We are trying with mortal hands to paint a landscape which would be a faithful reproduction of the exquisite and terrible scene that stretches around us.
John Ashbery, Three Poems
In 1972 John Ashbery published a 118-page book of prose, divided into three sections, that he called Three Poems. What is meant by such a gesture? How are we to read a prose text that an American poet conceives of as poetry? The present study is an attempt to pursue that question along two avenues: first, by a detailed reading of Ashbery's text and of two other long works of prose by American poets, William Carlos Williams's Kora in Hell: Improvisations (1920) and Robert Creeley's Presences: A Text for Marisol (1976); and second, by a theoretical and historical consideration of the place of prose works in the canon of American poetry, which includes the latest developments in poet's prose.

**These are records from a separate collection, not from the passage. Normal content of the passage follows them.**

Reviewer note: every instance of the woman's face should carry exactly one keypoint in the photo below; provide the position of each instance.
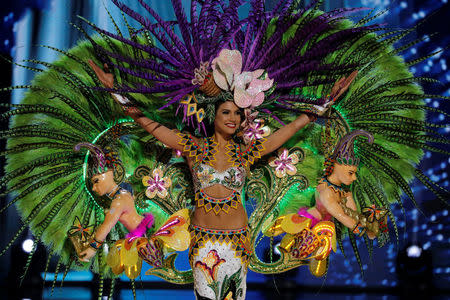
(103, 183)
(345, 174)
(228, 118)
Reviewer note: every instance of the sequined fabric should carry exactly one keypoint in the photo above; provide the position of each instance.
(219, 260)
(217, 204)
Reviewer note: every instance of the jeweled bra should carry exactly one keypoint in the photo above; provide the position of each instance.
(205, 175)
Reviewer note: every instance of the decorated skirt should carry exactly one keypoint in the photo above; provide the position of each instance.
(219, 260)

I was initially led to undertake this study through my engagement – both as writer and reader – with contemporary prose by poets. I have felt for a number of years that the most talented poets of my own postwar generation and an increasing number from previous generations have turned to prose as a form that, in its pliancy and its linguistic density, seems to promise “a faithful reproduction of the exquisite and terrible scene that stretches around us.”
It is usually not events which interest Miss Stein, rather it is their “way of happening,” and the story of Stanzas in Meditation is a general, all-purpose model which each reader can adapt to fit his own set of particulars.
Just as Robert Creeley's early reference to Tristram Shandy provided clues to the nature of his conjectural prose, so John Ashbery's early review of Gertrude Stein's Stanzas in Meditation offers several avenues of entry into his own poet's prose. Stein's writing stands as an important example for the prose of all three of the poets examined at length in this study: To Williams, she provides a model for the determined use of the tactile qualities of words; to Creeley, she offers the model of a sustained and relentless investigation of language, which also takes on the intonation and cadence of incantation; to Ashbery, she embodies in writing “the way things happen,” a special kind of mimesis. And for the poets to be discussed in the final chapter, Stein also provides a significant example and impetus.
In his review of Stanzas in Meditation, entitled “The Impossible,” Ashbery describes aspects of Stein's poetry that recur in his own meditative poetry, especially the three long meditative prose pieces that constitute Three Poems: “The New Spirit,” “The System,” and “The Recital.”